Pretty awesome. Gets around the problem by not relocating at all. I haven't read the full paper, to be honest. I just assumed it'd require defensive copying in case the stacks overlapped in memory.

Alexis King does outline the safety constraints that Fil-C would care about:

> references to stack-allocated data must not be shared across continuation chunk boundaries, as both capture and restore may relocate portions of the stack, making all references to stack-allocated memory in the relocated portions temporarily dangling

> What ruins this for C is the existence of pointers. Stacks aren't freely relocatable since pointers into the stack could exist.

I sometimes wonder what computing would be like if the 80286 hadn't sucked, if segmentation had won over flat address spaces, and if we'd been able to do relocation pain-free by changing a segment base register in one spot instead of rewriting linear pointers everywhere.

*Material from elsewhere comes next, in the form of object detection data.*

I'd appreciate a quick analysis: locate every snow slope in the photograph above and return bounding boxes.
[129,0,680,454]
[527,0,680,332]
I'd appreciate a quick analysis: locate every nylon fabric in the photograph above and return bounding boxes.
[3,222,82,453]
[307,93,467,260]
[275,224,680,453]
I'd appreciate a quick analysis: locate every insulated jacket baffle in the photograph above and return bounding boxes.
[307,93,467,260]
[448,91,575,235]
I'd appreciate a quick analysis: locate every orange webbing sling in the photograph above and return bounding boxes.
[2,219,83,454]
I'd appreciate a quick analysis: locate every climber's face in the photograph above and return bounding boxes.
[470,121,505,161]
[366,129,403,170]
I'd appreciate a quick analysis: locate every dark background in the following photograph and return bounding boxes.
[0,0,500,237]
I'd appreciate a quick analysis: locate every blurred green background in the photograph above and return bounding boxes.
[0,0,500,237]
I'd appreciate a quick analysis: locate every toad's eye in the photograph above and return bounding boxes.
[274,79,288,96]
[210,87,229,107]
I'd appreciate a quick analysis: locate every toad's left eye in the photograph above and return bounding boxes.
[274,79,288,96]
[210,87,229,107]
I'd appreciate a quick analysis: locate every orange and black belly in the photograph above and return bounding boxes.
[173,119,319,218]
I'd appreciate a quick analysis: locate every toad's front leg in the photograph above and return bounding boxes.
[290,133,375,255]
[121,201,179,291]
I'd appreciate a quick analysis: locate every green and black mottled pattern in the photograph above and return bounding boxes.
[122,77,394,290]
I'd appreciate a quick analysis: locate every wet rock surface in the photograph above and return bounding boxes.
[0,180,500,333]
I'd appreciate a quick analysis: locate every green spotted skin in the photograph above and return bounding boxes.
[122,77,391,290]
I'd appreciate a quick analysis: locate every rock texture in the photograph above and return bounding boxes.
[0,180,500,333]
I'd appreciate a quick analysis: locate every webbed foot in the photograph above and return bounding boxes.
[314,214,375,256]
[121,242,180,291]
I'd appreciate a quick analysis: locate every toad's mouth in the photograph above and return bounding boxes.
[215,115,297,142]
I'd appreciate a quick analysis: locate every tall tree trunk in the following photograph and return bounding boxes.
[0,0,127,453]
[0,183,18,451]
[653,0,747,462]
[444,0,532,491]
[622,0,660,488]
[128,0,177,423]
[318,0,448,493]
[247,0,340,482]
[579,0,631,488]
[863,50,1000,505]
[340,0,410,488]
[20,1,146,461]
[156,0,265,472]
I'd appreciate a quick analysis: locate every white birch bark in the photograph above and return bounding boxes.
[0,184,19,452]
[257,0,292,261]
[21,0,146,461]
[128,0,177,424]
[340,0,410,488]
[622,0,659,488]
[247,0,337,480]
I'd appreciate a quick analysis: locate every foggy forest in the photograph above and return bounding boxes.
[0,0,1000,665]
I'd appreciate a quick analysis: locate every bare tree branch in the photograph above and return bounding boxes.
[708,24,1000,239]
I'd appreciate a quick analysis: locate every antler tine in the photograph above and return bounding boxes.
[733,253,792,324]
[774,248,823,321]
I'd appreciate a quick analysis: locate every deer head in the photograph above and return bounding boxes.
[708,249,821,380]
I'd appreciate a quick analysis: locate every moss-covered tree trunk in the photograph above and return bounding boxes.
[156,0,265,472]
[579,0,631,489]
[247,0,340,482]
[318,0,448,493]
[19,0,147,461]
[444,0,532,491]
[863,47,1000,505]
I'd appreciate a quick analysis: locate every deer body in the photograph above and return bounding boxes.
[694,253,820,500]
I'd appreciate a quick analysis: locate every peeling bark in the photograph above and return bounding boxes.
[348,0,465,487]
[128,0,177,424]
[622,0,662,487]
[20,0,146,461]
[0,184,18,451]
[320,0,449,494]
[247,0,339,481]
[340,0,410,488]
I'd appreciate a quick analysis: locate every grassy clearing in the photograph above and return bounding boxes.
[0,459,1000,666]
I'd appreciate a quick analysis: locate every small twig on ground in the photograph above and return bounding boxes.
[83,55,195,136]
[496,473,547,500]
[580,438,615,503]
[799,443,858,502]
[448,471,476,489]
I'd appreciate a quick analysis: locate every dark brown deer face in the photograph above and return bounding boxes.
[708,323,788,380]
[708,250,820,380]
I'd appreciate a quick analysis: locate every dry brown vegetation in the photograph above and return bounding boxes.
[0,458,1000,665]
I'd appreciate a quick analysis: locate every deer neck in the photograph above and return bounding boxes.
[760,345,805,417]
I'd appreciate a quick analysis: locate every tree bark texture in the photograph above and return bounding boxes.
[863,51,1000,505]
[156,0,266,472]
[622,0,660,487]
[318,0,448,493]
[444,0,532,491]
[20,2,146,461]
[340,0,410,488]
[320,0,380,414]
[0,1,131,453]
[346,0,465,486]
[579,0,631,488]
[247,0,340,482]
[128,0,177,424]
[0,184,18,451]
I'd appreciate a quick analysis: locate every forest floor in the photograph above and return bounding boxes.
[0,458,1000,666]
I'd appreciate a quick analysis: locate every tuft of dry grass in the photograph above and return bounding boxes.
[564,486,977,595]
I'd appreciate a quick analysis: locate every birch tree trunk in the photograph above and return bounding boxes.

We could have done paging within segments.

Oh well.

That'd only help for one object per address space. Main thing needing relocation - shared libraries - needs arbitrarily-many segment bases.

And when you're not a library, relocation is just a mild probabalistic security improvement (...that'd be massively-more bypassable than it already is if the program was littered full of gadgets of "read register as unrelocated offset and use it with its correct base" instructions).

mmap with MAP_FIXED has allowed you to do this for some time.

Not if you have an address space conflict, e.g. if you want to move a stack within a single process. Linear addresses are relative to a whole address space root.

> What ruins this for C is the existence of pointers. Stacks aren't freely relocatable since pointers into the stack could exist. Other languages don't have this problem

What about languages with pass by reference?

I suppose it would depend on the implementation. References could be implemented with absolute pointers, or with base pointers plus offsets.

Base pointers are trivially relocatable. Just set the base pointer and it's done. This is how my language supports stack expansion: just reallocate the memory, overwrite base pointers, elements always dereference base plus offset, done. The heap is also implemented this way. All objects are indexes into a massive object array, and the base pointer is implicit.

https://www.matheusmoreira.com/articles/lone-lisp-heap

Absolute pointer references are not easily relocatable. You'd need to rewrite every single pointer. I've never seen anyone actually do this in C since it'd hit the same problem conservative garbage collectors do: you might rewrite an integer variable that just happens to look like a pointer.

If you're audacious enough you can try to somehow remap the stacks in the exact same spot they used to be at in order to not invalidate the pointers to begin with:

https://langdev.stackexchange.com/a/4242

https://www.microsoft.com/en-us/research/wp-content/uploads/...

Some languages like Go manage to do it because they just know where all the pointers are in most circumstances. They tend to choke only on foreign code they can't introspect into.